To be sure, plenty of students appreciate school as a refuge from the dreaded job market. "It's a brilliant safe house and one I would gladly (if naively) choose, if I hadn't just finished my Ph.D. dissertation last month," writes Laurel, whose subject is art history.

Despite the research mentioned above, Ph.D.s like Laurel won't see an immediate payoff. She is lucky, compared with her peers, because she has no debt for all her years of school. "For the past seven years, someone has paid me to be a graduate student," she wrote. But if she doesn't owe money, she hasn't saved any, either. This is, of course, the traditional Ph.D. penury: Live like a church mouse, pore over old documents in your garret (or in Laurel's case, on fellowships in Venice, Italy, and the Adriatic Coast), and emerge with the credentials for an academic job. The problem is that this is not the year to graduate. "Many of the academic jobs that I applied to were cancelled," Laurel writes. "I've been scouring Craigslist but thus far I haven't found a position that requests familiarity with obscure art historical literature from the 18th century written in Serbo-Croatian."

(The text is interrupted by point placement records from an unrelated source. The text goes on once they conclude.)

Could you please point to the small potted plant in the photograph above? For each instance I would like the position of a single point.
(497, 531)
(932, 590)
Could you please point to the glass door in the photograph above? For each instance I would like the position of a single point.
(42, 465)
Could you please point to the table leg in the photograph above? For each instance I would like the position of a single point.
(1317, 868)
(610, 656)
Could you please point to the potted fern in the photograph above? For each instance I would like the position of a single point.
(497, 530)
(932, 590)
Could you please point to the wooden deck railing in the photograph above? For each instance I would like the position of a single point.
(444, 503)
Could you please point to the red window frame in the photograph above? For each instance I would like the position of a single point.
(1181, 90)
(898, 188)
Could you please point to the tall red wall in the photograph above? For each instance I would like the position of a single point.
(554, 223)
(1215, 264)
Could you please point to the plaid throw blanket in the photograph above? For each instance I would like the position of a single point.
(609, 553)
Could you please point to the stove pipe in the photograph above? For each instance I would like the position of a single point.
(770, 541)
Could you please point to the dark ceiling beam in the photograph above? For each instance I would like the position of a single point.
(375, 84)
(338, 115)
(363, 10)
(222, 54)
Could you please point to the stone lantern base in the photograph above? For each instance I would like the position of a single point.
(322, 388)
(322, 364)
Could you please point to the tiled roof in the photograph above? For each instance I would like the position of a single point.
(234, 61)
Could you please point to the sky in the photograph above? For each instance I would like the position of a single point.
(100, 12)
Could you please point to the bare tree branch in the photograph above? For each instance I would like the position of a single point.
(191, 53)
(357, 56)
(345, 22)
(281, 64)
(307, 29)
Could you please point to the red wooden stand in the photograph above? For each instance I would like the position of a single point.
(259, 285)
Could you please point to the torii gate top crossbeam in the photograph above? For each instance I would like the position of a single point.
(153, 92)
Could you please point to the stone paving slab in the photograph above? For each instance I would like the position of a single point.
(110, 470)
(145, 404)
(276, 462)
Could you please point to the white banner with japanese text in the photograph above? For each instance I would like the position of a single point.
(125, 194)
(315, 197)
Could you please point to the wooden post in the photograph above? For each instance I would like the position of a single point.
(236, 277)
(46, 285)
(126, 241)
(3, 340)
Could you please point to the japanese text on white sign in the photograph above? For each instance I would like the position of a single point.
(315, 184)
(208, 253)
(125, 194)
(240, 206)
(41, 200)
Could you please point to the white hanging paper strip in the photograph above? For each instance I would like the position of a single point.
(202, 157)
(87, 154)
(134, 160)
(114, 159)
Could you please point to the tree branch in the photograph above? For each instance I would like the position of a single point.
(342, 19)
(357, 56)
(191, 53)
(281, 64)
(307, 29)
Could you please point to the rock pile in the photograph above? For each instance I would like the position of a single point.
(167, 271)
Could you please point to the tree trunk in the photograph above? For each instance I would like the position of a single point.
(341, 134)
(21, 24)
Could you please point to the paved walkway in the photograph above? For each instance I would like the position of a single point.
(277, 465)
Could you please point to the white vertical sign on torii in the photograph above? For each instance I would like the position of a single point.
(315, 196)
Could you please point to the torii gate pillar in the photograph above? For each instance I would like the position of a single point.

Now maybe we shouldn't worry too much about Laurel. She sounds smart, and so far she's been successful. Maybe the university hiring freeze will prove to be a temporary bump along the road, and in a year or two she'll move into the art history job she trained for. But as universities offer more adjunct teaching and fewer tenure-track gigs, I can understand the title of this January piece in the Chronicle of Higher Education: "Graduate School in the Humanities: Just Don't Go." I can also understand Laurel's consternation as she looks ahead. "I am hurdling toward being the saddest type of graduate student—the one who has finished and is at a loss for what to do next. I'm going to be the one sitting on the front steps of that Ivory Tower with my elbows on my knees and my chin in my hands just begging to be let back in."

According to my inbox, the recession means that in the short term, this is not merely a problem in the humanities, plaguing people who devote themselves to tiny, impractical bodies of knowledge. I heard, for instance, from broke or worried Ph.D.s in bioengineering from UC-Berkeley and UC-San Francisco ("It's wrenching to have a Ph.D. in engineering and not even earn my rent in a bad month") and physical sciences at Stanford ("I can stick around this place for another 3-4 years, the pay is bad, the hours are shit, but at least I know that I'm not going to get laid off.")

More anxious are the twentysomethings with professional degrees that were supposed to help them find work but aren't. Gordon, who is 29, has an undergraduate degree in computer engineering from Boston University, three years in IT, and an MBA and a master's in information systems. How much more sturdy and practical can you get? But after a year and a half, he lost the job he got after graduation. He has $60,000 in student loans even though he had full scholarships for both undergrad and grad school (living expenses). That comes out to $500 a month for the next 10 years. "I would describe my current state of fear as a dull persistent thing that colors all of my life decisions," he writes.